1. Do you have the correct company?
It is helpful to have the full company name and/ or address for the company you are attempting to research. Why? This is why:
If you don’t know enough about the company you are wanting to research, then you could land on the wrong company. Knowing the address ensures that you are able to land on the correct company in the search results.
Once you land on the correct company page, there are several parts of the page with important information. The companies full address is on the left, you will want to verify that. After that, what you will probably quickly notice are the Alerts:
Now, there are some things to keep in mind about alerts. Alerts do not mean that anything has been proven, if you read the details of the alert above, a warning letter was sent. Just because an alert exists, doesn’t mean that the company hasn’t addressed the alert. The company in this article has implemented a compliance group that actively checks the social media, web pages, etc of ambassadors and will report posts that violate branding or marketing language. But it’s good to know if those have been issued.
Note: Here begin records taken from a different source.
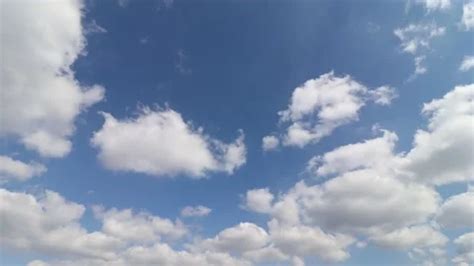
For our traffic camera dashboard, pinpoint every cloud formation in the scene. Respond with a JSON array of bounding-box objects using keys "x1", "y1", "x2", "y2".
[
  {"x1": 0, "y1": 0, "x2": 104, "y2": 157},
  {"x1": 0, "y1": 155, "x2": 46, "y2": 182},
  {"x1": 263, "y1": 72, "x2": 396, "y2": 150},
  {"x1": 91, "y1": 108, "x2": 246, "y2": 178}
]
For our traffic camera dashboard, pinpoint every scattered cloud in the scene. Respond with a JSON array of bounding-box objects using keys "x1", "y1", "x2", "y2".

Now, not having accreditation does not mean that the company is a bad company to do business with, it just means that they didn’t pay to be accredited. In order to be accredited, a company must first meet certain ethical and moral business performance standards, and then they pay a fee and agree to operate in a manner that upholds the highest standards of the BBB. They also agree to random reviews to ensure that they are meeting those standards. So, accreditation does mean that a business is likely a good business to work with, but not having it doesn’t mean that they are a bad business to work with. Make sense?
And, of course, there is that all important rating. There are a lot of factors that go into the rating.
The BBB uses a 100 point scoring scale to rate businesses, and it only takes the loss of three points to drop from an A+ to an A rated business.
There are some areas where a business “earns” points and other areas where a business can only lose points.
A business can earn points in the following areas (the value of points that can be earned in these categories, when summed, is 100):
- Complaint Volume- weighted by age
- Unanswered complaints
- Unresolved complaints
- Delayed complaint resolution
- Time in business
They can lose points in the following areas:
- Failure to address complaint patterns
- Type of business
- Transparent Business Practices
- Failure to honor mediation/ arbitration
- Competency Licensing
- Government Action
- Advertising Review
- BBB Trademark Infringement
5. Customer Reviews & Complaints
If you scroll down, then you will see a section on the right for customer reviews. Keep in mind that people will complain long before they will praise when you look at reviews (that is something to keep in mind when you look at reviews ANYWHERE- be that the BBB, Facebook, Yahoo, Google, or any other place that offers the option to review businesses).
You can click to see specifics of the reviews. You can also see customer complaints, which the BBB reviewed and will usually provide details, findings, and the companies reply. In the case of MLM businesses this can be particularly insightful as you learn that perhaps the fault is not so much with the company as it is with improperly trained, and as yet uncaught, representatives of the company.
The composite is probably the most helpful part, in my opinion. It’s a combined score based on the BBB rating and the customer reviews of the company. You can hit the ? to get information on the composite was determined, and the weighting of certain factors.
So, there are the 6 things that you want to look at when reviewing a company on the BBB website. You might also look up similar companies to see how the company you are looking at compares. Some industries are prone to more or fewer complaints than others, but unless you are familiar with those industries, you may not realize that until you start looking at several of the same types.
What do you look for when doing business with a company?